TFSA Mistake Costs Young Canadians Millions in Lost Growth
TFSA mistake costing young Canadians millions

A significant financial misstep is preventing younger Canadians from building substantial wealth through their Tax-Free Savings Accounts, according to new research from TD Bank.

The TFSA Investment Gap

While approximately 60 percent of generation Z and millennial Canadians have opened TFSAs, a troubling 41 percent are simply holding cash in these accounts rather than investing the funds. This pattern contrasts with the broader population, where 65 percent of all respondents have TFSAs but only 39 percent aren't investing within them.

The survey, released in November 2025, highlights a critical knowledge gap among younger investors who may not fully understand how TFSAs differ from traditional savings accounts.

Why This Mistake Matters

Simply parking cash in a TFSA dramatically limits its wealth-building potential, explained Pat Giles, vice-president of saving and investing journey at TD. Even small, consistent investments can help Canadians maximize the full tax-free benefits these accounts offer.
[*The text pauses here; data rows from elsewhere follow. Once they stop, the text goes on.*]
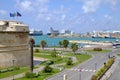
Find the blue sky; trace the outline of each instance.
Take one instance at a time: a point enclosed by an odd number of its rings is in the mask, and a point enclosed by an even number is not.
[[[0,0],[0,19],[23,21],[30,29],[50,27],[77,33],[120,30],[120,0]],[[9,13],[20,12],[12,18]]]

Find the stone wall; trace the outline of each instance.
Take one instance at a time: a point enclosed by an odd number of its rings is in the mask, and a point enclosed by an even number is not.
[[[0,67],[30,64],[28,32],[0,32]]]

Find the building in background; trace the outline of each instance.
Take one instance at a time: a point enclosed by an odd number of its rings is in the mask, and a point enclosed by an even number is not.
[[[0,20],[0,68],[29,65],[28,34],[23,22]]]

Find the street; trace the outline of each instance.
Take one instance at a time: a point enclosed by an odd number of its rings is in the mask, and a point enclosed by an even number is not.
[[[92,59],[74,68],[64,70],[47,80],[63,80],[64,74],[67,75],[67,80],[90,80],[95,71],[98,71],[104,65],[104,62],[109,59],[108,55],[115,55],[118,52],[119,50],[113,50],[110,53],[88,53],[93,55]]]

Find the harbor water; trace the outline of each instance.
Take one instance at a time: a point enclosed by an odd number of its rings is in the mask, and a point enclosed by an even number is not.
[[[47,46],[59,46],[59,41],[62,41],[64,39],[67,40],[82,40],[82,41],[94,41],[94,42],[115,42],[116,40],[120,41],[120,38],[74,38],[74,37],[70,37],[70,38],[59,38],[59,37],[55,37],[55,38],[51,38],[47,35],[41,35],[41,36],[33,36],[34,40],[35,40],[35,45],[40,45],[40,42],[42,40],[45,40],[47,42]],[[79,46],[83,46],[84,44],[79,44]]]

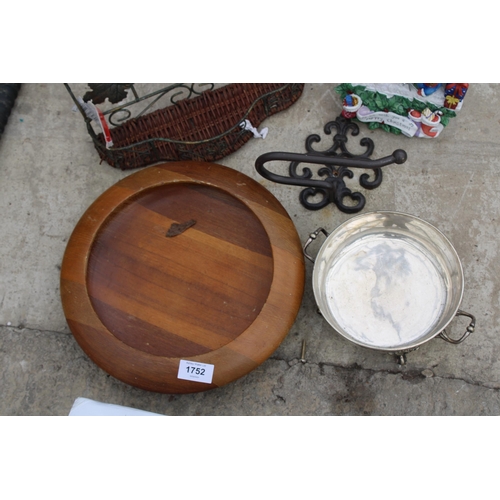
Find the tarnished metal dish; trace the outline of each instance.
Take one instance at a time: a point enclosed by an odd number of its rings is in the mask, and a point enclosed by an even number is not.
[[[327,238],[313,259],[307,247]],[[459,310],[462,265],[449,240],[418,217],[397,212],[362,214],[331,234],[310,235],[305,256],[314,262],[313,292],[325,320],[346,339],[371,349],[404,353],[440,335],[460,343],[475,318]],[[471,318],[458,340],[446,327],[456,315]]]

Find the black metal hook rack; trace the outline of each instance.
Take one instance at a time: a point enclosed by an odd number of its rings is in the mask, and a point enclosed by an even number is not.
[[[305,187],[300,192],[299,199],[300,203],[309,210],[320,210],[333,203],[342,212],[357,213],[364,208],[366,198],[362,193],[352,192],[346,186],[344,178],[348,177],[352,179],[354,177],[351,169],[362,168],[372,170],[374,178],[370,180],[370,175],[364,173],[359,177],[359,184],[365,189],[375,189],[382,183],[381,168],[393,163],[404,163],[407,159],[407,154],[402,149],[397,149],[390,156],[372,160],[369,156],[373,153],[374,144],[371,139],[366,137],[360,141],[361,146],[366,148],[365,152],[358,155],[350,153],[346,147],[347,133],[350,131],[351,135],[356,136],[359,134],[359,127],[356,123],[351,122],[343,116],[339,116],[336,120],[327,123],[324,130],[326,134],[331,134],[332,130],[337,131],[337,134],[333,137],[333,145],[329,149],[316,151],[313,148],[313,144],[319,142],[320,137],[317,134],[312,134],[306,139],[307,153],[265,153],[257,158],[255,168],[260,175],[270,181]],[[269,171],[264,165],[271,161],[291,162],[288,168],[289,176],[278,175]],[[313,179],[313,173],[308,167],[304,167],[300,173],[298,167],[301,163],[323,165],[318,170],[318,175],[323,179]],[[317,195],[320,196],[320,201],[310,201],[311,198]],[[344,199],[346,197],[349,197],[354,204],[345,204]]]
Diandra Camilleri, associate portfolio manager at Verecan Capital Management Inc., noted that confusion often starts with the account name itself. Many young people don't realize that TFSAs can hold investments beyond cash savings.

Unlike regular savings accounts that typically offer minimal interest, TFSAs can contain stocks, bonds, mutual funds, ETFs, and GICs, all growing completely tax-free. Contributions use after-tax dollars, and withdrawals occur without penalties, providing greater flexibility than RRSPs.

Overcoming Investment Barriers

The research identified several obstacles preventing younger Canadians from investing. Among those without TFSAs, nearly three-quarters cited lack of knowledge as their primary barrier significantly higher than the 50 percent average across all age groups.

Additional challenges include uncertainty about where to begin (35 percent of gen Z), limited understanding of TFSA benefits (25 percent), and finding investing too complicated (16 percent).

Despite these hurdles, there's encouraging momentum. A quarter of generation Z respondents plan to begin investing within the next year, with 40 percent viewing TFSAs as a simple first step into the investment world.

Financial professionals emphasize the importance of educating young Canadians about how to leverage TFSAs effectively, particularly given the 2025 contribution limit of $7,000 that could be working much harder for their financial futures.